The first couple of lines look as follows, with y being the number of bytes monitored in the network:

# ds y
1 2016-08-18 19:00:00 8476391449
2 2016-08-18 19:01:00 6432109555
3 2016-08-18 19:02:00 4039378069
4 2016-08-18 19:03:00 4124949796
5 2016-08-18 19:04:00 6911448995
6 2016-08-18 19:05:00 4021931960

I wrote some simple R code to fit the model and predict a single period:

fit <- prophet(data)
future <- make_future_dataframe(fit, periods = 1)
forecast <- predict(fit, future)
plot(fit, forecast)

The model fitting works, however, during the prediction, R tries to allocate more and more memory until both Mem and Swp are fully allocated (I have a machine with 32GB of RAM, Debian 8.8 Jessie, R 3.3.3).

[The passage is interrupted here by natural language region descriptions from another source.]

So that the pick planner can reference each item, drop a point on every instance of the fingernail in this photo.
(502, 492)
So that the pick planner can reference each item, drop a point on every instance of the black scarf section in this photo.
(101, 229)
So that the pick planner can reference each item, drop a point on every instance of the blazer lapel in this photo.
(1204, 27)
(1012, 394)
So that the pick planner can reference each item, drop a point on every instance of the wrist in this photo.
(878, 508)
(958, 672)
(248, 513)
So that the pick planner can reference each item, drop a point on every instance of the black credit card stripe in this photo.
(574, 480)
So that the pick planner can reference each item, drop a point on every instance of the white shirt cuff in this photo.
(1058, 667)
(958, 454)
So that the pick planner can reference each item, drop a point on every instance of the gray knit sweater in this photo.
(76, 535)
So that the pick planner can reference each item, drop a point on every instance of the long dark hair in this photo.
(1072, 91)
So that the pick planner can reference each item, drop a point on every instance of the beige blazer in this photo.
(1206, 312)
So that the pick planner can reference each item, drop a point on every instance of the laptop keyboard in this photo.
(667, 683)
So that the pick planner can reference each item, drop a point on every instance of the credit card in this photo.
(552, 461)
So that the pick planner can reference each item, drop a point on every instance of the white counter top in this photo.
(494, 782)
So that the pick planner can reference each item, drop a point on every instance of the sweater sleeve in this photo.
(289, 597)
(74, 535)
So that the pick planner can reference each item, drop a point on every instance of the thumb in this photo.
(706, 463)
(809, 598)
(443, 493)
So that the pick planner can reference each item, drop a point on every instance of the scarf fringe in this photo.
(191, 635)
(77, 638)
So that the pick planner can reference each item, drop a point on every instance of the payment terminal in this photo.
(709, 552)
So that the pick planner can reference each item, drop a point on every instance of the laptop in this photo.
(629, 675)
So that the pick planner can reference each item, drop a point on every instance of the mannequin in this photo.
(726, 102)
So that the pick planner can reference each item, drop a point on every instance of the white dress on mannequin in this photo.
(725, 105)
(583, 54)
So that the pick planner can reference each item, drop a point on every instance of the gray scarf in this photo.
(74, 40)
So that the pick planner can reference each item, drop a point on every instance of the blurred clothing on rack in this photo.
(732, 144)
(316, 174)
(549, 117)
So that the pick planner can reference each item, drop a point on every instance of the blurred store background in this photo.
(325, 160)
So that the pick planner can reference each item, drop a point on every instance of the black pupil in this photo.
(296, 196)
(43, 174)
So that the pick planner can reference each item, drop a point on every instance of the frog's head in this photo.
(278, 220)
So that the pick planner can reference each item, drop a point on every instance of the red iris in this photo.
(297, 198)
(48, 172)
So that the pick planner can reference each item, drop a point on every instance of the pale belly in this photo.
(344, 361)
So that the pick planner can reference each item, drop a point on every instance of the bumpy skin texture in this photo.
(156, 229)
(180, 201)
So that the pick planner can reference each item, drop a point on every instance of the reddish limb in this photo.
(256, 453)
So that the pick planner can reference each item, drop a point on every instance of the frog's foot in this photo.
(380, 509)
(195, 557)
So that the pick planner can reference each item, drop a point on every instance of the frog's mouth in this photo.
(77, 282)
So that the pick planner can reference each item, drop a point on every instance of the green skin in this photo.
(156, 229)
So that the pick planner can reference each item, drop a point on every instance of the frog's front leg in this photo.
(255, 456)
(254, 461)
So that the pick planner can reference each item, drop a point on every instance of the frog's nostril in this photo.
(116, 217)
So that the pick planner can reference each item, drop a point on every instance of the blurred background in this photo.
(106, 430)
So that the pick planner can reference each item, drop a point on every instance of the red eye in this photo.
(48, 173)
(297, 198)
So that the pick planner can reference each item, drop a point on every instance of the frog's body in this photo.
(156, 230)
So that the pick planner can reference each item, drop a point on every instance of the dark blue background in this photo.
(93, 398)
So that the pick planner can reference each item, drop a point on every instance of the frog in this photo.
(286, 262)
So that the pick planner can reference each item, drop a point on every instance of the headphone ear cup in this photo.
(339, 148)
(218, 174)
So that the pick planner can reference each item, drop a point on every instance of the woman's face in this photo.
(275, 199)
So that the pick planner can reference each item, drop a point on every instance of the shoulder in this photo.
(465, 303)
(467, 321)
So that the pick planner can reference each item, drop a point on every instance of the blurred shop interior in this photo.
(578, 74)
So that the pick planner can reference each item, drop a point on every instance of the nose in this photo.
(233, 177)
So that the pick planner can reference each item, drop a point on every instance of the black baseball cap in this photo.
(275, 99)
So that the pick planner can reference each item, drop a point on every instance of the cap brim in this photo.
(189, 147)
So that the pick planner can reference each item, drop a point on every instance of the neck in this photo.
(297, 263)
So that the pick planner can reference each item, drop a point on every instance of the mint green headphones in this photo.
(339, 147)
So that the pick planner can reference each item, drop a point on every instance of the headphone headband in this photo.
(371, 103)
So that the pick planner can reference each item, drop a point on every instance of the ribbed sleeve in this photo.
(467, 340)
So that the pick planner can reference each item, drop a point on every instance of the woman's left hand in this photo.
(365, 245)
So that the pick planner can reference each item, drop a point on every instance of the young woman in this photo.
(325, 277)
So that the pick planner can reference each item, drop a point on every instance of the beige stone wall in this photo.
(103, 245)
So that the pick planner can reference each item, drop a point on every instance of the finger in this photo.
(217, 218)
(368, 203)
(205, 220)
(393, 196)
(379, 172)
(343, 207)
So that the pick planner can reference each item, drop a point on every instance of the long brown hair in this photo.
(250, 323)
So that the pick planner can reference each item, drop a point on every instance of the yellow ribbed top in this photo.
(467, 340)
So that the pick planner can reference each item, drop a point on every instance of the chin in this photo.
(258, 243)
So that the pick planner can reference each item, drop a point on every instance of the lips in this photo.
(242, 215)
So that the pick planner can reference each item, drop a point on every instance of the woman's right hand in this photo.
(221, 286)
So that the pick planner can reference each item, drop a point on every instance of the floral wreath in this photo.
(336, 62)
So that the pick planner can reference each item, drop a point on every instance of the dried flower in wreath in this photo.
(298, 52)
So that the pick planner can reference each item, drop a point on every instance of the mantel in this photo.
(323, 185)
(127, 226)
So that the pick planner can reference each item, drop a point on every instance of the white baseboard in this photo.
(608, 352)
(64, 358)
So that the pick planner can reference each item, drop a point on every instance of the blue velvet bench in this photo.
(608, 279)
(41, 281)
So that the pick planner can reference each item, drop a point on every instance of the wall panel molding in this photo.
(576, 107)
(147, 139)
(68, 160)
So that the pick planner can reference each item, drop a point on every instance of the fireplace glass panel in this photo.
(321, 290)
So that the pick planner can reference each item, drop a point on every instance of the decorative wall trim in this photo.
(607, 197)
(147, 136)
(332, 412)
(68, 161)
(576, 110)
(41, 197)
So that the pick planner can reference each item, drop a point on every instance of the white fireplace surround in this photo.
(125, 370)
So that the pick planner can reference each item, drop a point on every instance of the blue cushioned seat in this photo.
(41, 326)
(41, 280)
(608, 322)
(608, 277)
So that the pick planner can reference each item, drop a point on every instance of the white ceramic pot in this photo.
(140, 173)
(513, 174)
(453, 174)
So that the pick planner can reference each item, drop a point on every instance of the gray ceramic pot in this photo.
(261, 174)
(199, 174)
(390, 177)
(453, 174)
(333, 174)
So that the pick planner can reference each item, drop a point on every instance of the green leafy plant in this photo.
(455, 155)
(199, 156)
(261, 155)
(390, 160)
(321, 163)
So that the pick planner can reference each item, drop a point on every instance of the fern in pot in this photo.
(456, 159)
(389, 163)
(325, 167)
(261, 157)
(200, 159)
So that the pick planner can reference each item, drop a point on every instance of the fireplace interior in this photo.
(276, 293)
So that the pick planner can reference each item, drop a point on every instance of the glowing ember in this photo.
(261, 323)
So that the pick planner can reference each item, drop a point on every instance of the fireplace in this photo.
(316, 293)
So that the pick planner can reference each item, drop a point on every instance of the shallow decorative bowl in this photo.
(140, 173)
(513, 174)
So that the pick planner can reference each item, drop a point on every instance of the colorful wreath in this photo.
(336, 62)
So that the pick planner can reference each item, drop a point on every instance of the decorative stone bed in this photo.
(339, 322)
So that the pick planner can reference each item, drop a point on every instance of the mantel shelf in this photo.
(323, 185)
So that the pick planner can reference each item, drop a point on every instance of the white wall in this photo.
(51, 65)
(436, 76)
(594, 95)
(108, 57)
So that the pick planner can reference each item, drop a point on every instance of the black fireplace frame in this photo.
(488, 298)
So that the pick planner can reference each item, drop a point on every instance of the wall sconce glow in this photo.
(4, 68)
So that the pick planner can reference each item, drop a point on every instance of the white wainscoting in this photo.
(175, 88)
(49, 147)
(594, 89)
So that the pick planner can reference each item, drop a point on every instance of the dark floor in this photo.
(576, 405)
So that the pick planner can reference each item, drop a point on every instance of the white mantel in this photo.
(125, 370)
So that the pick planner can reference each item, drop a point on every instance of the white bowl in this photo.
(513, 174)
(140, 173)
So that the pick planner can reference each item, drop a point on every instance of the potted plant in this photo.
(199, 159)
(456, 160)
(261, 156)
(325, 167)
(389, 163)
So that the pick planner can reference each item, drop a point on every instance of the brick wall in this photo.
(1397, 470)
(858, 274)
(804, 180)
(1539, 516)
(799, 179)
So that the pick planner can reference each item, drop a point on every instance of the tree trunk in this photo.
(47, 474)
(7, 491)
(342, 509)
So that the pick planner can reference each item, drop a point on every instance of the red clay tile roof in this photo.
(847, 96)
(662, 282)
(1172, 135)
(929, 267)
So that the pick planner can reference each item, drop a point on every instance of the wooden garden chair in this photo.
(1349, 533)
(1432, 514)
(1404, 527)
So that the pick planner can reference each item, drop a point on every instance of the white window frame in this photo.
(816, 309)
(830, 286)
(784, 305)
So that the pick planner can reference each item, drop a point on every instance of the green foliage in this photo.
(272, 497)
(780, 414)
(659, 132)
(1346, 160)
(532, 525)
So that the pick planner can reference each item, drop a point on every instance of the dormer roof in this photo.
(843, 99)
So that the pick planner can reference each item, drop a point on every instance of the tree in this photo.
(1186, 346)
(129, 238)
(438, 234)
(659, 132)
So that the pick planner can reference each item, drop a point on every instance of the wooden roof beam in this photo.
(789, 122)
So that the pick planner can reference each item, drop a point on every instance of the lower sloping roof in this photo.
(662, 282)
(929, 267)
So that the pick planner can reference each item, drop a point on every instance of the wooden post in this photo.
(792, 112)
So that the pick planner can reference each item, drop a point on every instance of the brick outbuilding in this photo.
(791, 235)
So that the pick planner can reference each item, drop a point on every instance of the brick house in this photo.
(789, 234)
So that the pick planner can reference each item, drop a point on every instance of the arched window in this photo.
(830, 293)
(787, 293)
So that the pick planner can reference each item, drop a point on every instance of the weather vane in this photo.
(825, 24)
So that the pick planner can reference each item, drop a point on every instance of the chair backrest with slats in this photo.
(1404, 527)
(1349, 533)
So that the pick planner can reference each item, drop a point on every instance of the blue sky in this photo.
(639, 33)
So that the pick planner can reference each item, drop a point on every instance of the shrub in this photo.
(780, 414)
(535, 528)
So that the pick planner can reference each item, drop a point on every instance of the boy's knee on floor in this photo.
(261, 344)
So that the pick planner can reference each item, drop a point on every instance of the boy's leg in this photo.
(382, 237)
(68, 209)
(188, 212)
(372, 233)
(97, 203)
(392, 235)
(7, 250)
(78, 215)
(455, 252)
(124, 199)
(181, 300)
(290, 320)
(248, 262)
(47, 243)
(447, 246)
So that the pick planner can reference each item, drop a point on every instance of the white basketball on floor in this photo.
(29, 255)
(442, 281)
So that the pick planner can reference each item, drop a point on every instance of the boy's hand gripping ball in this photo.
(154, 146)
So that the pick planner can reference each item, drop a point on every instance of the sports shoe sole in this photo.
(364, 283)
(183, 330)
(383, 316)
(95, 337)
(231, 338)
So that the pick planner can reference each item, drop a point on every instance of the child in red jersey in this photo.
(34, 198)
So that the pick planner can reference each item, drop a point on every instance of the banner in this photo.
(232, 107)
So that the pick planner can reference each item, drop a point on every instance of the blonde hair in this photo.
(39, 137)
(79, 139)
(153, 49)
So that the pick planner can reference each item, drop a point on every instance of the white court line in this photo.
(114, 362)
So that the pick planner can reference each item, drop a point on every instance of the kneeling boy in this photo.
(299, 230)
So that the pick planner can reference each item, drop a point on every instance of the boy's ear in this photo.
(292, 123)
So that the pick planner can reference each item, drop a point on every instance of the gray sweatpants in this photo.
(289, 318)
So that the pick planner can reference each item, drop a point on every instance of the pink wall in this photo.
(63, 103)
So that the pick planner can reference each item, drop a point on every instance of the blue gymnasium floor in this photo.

Meanwhile, a single CPU core is at 100% load. The program will eventually crash with the following error:

Error: cannot allocate vector of size 242.4 Mb
Execution halted
Warning message:
system call failed: Cannot allocate memory

I've done the same thing with the Holt-Winters prediction that's built into R already which works flawlessly and uses around 300MB of RAM.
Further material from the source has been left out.